2000 song by Paulina Rubio

"Y Yo Sigo Aquí" is a song recorded by Mexican singer Paulina Rubio for her fifth studio album, Paulina (2000). It was released as the third single from the album on November 13, 2000. Also, it was released in January 2001 in the United States and Europe. Jointly written and composed by Estéfano, "Y Yo Sigo Aquí" is a dance pop and Europop song along pulses with a synthesized house and techno beat. It was one of the most successful songs of the year in the world and is recognized as one of Rubio's signature songs.

==Composition==
"Y Yo Sigo Aquí" lasts for four minutes and fourteen seconds. It is composed in the key of C♯ major and is set in time signature of common time, with a moderate tempo of 126 beats per minute. Lyrically, the track discusses a female who flirtatiousness to her crush, expressing her romantic interest and sexual.

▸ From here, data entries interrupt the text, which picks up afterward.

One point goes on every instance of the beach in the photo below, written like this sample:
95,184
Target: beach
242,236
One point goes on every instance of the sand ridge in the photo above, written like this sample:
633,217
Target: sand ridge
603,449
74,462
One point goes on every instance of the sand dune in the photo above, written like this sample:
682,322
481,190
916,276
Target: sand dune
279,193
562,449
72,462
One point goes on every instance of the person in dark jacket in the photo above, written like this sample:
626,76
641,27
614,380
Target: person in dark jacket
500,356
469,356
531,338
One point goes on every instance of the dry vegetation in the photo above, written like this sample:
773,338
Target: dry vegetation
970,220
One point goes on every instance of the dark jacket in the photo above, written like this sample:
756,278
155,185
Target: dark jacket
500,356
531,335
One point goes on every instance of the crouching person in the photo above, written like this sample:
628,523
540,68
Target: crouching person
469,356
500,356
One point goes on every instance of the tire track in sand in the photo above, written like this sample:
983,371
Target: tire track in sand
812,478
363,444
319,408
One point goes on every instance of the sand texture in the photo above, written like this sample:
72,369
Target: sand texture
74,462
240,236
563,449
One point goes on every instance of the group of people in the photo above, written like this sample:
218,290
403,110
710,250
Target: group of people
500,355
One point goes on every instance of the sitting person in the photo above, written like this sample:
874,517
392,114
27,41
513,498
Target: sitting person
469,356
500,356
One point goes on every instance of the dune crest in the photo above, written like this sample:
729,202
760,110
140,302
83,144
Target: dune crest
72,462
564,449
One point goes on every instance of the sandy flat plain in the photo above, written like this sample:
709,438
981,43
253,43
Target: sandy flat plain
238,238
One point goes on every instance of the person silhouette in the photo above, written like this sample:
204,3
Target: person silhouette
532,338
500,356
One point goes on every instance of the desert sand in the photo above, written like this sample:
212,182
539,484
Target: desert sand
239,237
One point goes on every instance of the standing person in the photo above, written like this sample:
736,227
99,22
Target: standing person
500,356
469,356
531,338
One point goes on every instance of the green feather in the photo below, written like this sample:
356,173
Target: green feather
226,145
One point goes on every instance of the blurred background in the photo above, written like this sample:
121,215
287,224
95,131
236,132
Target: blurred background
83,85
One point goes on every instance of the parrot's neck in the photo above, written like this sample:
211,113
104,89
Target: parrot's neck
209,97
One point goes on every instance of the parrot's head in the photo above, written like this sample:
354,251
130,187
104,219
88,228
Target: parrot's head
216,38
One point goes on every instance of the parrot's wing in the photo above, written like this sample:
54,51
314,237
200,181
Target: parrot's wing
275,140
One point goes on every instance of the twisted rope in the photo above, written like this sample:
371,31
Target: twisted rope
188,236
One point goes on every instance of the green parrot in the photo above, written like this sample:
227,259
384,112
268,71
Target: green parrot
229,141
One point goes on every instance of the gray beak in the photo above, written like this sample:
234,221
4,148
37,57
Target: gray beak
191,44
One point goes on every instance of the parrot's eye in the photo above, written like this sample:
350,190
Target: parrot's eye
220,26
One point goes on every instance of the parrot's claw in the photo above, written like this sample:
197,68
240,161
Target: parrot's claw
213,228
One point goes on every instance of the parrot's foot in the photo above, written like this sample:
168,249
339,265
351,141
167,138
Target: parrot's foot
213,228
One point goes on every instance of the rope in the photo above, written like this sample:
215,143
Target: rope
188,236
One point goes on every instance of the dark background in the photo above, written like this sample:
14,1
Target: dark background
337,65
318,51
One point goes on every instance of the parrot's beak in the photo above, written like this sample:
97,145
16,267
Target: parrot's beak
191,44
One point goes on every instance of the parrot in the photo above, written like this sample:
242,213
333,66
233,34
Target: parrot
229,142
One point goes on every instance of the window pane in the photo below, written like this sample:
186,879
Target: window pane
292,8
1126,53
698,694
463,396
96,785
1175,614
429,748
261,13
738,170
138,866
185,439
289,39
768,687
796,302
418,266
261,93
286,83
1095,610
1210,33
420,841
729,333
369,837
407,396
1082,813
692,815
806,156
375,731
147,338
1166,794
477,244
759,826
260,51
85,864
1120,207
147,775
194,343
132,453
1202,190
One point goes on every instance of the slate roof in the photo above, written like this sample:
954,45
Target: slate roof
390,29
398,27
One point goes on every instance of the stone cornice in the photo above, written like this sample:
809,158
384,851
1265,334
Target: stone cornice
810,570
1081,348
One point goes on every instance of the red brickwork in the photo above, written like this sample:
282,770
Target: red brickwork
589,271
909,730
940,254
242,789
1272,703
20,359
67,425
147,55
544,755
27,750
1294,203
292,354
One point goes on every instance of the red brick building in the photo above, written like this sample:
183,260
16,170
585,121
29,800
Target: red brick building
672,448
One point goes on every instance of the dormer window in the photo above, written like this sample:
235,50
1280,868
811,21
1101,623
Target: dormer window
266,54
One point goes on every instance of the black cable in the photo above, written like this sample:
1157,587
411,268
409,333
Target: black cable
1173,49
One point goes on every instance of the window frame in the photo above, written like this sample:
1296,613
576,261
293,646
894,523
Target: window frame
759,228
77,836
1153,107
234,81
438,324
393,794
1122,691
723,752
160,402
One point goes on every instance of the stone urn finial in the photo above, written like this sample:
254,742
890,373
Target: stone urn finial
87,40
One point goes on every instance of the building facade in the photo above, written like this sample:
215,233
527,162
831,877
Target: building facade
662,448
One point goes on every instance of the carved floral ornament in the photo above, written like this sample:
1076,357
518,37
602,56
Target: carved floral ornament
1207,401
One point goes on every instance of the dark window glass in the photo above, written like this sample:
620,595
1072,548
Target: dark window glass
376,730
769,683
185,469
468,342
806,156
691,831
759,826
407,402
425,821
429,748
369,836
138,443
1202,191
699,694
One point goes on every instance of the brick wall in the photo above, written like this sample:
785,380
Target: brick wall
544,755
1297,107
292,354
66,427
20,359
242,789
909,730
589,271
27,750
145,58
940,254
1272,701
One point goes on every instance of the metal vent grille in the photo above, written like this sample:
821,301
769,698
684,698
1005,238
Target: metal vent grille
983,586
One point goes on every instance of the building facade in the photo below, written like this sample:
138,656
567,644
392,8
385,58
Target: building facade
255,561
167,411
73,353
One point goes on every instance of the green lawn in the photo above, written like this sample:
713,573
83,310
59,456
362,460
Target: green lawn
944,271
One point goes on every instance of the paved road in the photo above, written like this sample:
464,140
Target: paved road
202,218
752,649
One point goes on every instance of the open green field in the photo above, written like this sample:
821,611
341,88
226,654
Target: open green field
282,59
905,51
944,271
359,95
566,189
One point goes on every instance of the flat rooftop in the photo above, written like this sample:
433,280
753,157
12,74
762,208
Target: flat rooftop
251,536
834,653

In their book "The Latin Beat : The Rhythms And Roots Of Latin Music From Bossa Nova To Salsa And Beyond", Ed Morales labelled it a Europop track that follow "vocal trend of a distorted voice that dominates European music, along pulses with a synthesized house beat", while Joey Guerra from Amazon album review claimed that it "showcase pulsing club rhythms." Most music specialists characterized it as a dance-pop song. Writing for the newspaper website El Periodico, the Catalan music critic Jordi Bianciotto identified the song "it mixed an incisive house rhythm with nods to Mexican folklore." He also said "Paulina sings with a distorted voice with ‘autotune’ very Cher," alluding to her song "Believe" of 1998.

== Commercial performance ==
"Y Yo Sigo Aquí" reached number one in several countries. In the United States, the song peaked at number three on the Billboard Hot Latin Songs chart on April 7, 2001, and became Rubio's best-reach US single since "Mío" (1993). In the same week, it reached number two on the Latin Pop Songs.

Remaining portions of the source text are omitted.